The season’s first ozone alert in effect.

Not only will the region have summer-like heat on Wednesday, it will have summer-like pollution.

A  "code orange" air-quality alert has been hoisted for the entire region by the Delaware Valley Regional Planning Commission.

The main offender is ground-level ozone, technically a gas that consists of three atoms of oxygen.

Warm, sunny days mixed with light winds and traffic jams constitute the perfect cocktails for ozone production.

This is the first alert of the warm season, says Sean Green, who runs the planning commission program. And we will make a bold prediction and say it won't be the last.
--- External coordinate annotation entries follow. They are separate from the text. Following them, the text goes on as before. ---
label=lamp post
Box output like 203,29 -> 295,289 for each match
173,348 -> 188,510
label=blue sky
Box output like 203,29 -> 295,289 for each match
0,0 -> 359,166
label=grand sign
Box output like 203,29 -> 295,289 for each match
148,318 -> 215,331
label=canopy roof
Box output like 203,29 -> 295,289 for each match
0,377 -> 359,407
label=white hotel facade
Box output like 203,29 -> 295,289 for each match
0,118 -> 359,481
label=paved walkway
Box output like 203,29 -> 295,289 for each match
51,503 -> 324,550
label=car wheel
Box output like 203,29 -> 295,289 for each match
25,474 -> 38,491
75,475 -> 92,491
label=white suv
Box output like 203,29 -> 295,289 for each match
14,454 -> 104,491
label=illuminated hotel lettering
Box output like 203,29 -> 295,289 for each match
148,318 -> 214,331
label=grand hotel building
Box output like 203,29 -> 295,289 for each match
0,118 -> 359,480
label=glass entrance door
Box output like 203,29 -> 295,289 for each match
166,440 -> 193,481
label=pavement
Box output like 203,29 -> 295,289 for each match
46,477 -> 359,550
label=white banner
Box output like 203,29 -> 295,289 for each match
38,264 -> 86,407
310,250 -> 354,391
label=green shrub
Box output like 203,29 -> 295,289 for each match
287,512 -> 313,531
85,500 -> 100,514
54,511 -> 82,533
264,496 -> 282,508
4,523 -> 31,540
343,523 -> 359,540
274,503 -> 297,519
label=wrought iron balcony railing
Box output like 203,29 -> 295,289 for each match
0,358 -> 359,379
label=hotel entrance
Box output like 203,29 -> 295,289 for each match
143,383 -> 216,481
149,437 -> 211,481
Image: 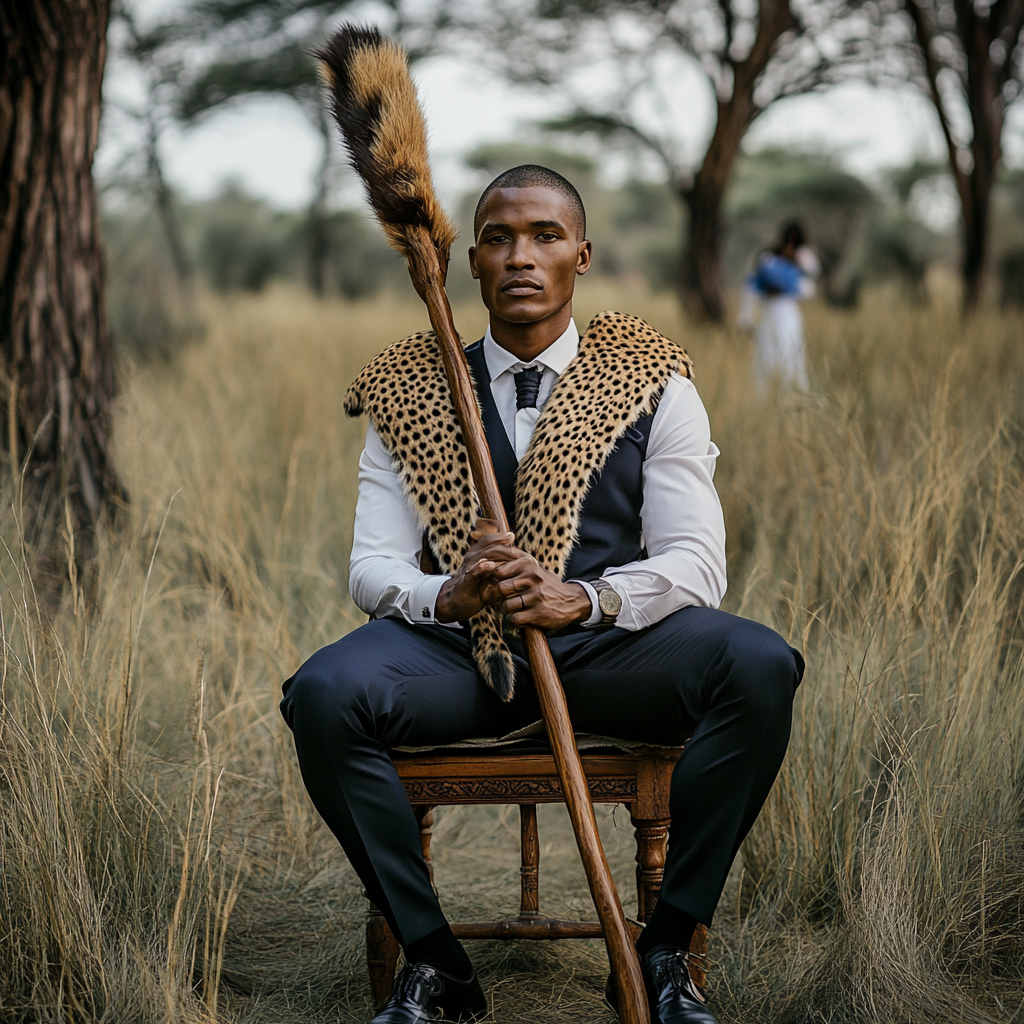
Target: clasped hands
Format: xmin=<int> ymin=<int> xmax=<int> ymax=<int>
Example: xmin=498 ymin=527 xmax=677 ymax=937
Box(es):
xmin=434 ymin=519 xmax=591 ymax=630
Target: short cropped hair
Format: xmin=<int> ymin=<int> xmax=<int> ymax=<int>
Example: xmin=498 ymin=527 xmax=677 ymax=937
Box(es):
xmin=473 ymin=164 xmax=587 ymax=241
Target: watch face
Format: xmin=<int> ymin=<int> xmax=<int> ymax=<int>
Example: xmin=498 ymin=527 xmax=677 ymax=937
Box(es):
xmin=597 ymin=587 xmax=623 ymax=615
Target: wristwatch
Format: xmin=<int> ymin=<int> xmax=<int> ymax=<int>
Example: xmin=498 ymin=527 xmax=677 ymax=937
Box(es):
xmin=590 ymin=580 xmax=623 ymax=626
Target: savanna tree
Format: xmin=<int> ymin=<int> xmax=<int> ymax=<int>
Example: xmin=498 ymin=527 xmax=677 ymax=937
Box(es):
xmin=883 ymin=0 xmax=1024 ymax=310
xmin=464 ymin=0 xmax=871 ymax=321
xmin=160 ymin=0 xmax=449 ymax=295
xmin=0 ymin=0 xmax=118 ymax=525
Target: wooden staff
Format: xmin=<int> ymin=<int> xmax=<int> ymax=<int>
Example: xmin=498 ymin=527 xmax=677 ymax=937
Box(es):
xmin=315 ymin=26 xmax=650 ymax=1024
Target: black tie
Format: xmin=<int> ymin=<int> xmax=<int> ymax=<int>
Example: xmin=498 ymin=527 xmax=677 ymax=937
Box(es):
xmin=513 ymin=367 xmax=542 ymax=409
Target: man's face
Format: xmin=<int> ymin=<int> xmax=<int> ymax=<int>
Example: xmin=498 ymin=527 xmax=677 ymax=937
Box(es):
xmin=469 ymin=186 xmax=591 ymax=324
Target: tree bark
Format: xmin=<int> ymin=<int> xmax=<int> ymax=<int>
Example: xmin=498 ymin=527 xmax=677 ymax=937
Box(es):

On days such as this people are asked to limit driving if possible, and the use of those gasoline-powered yard tools.

Ozone can be a major irritant for asthmatics and other folks with respiratory and circulatory issues.

The concept of "ozone" is understandably confusing to some people since it appears both in the high atmosphere, where it's good, and the ground, where it isn't.

The stratospheric  ozone is naturally occurring and is the planet's sunscreen that repels harmful rays from the surface.

Ground-level ozone is formed by chemical reactions between nitrogen oxides and volatile organic compounds.

Cars and weed-whackers aren't the only contributors. Power plants, refineries, and other industrial facilities that emit pollutants also do their share.